New director of Vital Healthcare’s manager unfazed by fire-at-will clause
By Jenny Ruth
Dec. 10 (BusinessDesk) - Graham Stuart says he isn’t worried that Vital Healthcare Property Trust’s manager can fire him at will after a current review of the manager’s fees has been completed.
Stuart tells BusinessDesk that “I absolutely see scope to change” the management contract owned by NorthWest Healthcare Properties Management “in a way that’s more favourable for unitholders.”
However, he doesn’t see any need to change NorthWest’s rights to fire him.
“I don’t see a need for it. I don’t think that compromises independence. The basis of my independence is in my experience, in my reputation and in my integrity,” Stuart said.
“I don’t think having that threat hanging over me affects my independence – the very act of NorthWest exercising that right would send a pretty awful message to the market.”
Stuart has had a high-flying executive career – NorthWest said he is “the outstanding candidate” who was Sealord’s chief executive until 2014 and before that Fonterra’s chief financial officer for seven years.

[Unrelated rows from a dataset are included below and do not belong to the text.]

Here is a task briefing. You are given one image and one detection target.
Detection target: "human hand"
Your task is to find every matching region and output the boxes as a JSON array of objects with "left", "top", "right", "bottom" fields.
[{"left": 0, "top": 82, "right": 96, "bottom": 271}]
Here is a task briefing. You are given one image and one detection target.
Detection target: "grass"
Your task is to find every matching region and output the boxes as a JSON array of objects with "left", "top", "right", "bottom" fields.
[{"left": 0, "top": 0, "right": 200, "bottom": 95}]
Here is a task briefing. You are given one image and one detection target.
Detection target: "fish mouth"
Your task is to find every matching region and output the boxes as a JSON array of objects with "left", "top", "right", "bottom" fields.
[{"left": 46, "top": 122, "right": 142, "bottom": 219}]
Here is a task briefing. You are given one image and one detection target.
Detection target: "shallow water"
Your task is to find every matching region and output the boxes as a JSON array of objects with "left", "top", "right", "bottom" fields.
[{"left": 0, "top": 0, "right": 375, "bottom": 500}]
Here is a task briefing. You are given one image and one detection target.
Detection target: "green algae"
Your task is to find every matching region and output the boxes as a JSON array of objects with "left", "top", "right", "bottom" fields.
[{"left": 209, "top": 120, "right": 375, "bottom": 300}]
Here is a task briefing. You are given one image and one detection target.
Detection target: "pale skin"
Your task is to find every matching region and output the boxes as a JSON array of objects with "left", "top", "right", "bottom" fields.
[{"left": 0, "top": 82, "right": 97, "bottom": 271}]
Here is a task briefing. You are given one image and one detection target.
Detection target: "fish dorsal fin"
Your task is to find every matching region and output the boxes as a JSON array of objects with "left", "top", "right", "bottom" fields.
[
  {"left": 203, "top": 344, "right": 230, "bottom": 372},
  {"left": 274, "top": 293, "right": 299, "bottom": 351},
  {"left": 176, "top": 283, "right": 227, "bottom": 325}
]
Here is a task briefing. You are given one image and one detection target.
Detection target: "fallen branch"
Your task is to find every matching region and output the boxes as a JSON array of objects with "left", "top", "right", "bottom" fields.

He is currently chair of Eroad and an independent director and chair of Tower’s audit committee.
What complicates the position Stuart has accepted is that the board he is joining isn’t Vital’s but that of its manager, whose ultimate parent is an eponymous real estate investment trust listed on the Toronto Stock Exchange.
NorthWest announced last month that it will suspend its right to fire independent directors while the full board of the management company reviews the fees paid to itself, contradicting its own board charter which says such a review should be conducted by the independent directors.
That doesn’t bother Stuart either – he said the board can form a committee of independent directors but that it doesn’t have to.
“They’ve opened the door to the conversation” about fees, he said.
“From my personal perspective, we’re better off to have as many conversations as we can with NorthWest sitting in the room” so it’s probably better to keep the board whole at this stage.
Vital’s trust deed gives NorthWest sweeping powers over directors, fees and Vital’s activities.
It bought the management contract from ANZ in 2007 for $11.5 million and has collected nearly $100 million in gross fees since then while distributions to unitholders have risen from 8.1 cents per unit to 8.56 cents, a 5.7 percent increase.
Back in November 2007, when ING owned the management contract, NZX granted it a waiver from its listing rules to preserve its rights under the management contract, rights that NorthWest inherited.
At Vital’s annual meeting on Dec. 20 investors are being asked to choose between Stuart and Paul Mead who are contending for the one open board seat.
NorthWest, which also owns nearly 25 percent of Vital’s units, is urging the investors to vote for its candidate, Stuart.
NorthWest is also urging investors to vote against a resolution to increase directors from five to six which could see both contenders elected.
Mead is being proposed by three institutional unitholders who collectively own 10 percent of Vital. They are agitating for changes to the way Vital is managed, to give NorthWest less control over Vital, to the way NorthWest’s fees are calculated and for an enlarged board.
Mead declined BusinessDesk’s request for an interview, despite the fact that he’s agreed to put himself at the centre of a public battle.
The rebel investors describe Mead as being experienced in property, banking and finance at both senior corporate and board level in New Zealand and abroad.
He has worked for Jones Lang LaSalle and Bayleys in New Zealand and for Citibank and Barclays Capital in London.
Currently, Mead is director of a number of private companies including Tangible, a “bespoke investment business that arranges and manages the syndicated ownership of commercial vineyards in New Zealand,” according to information supplied by the rebel investors.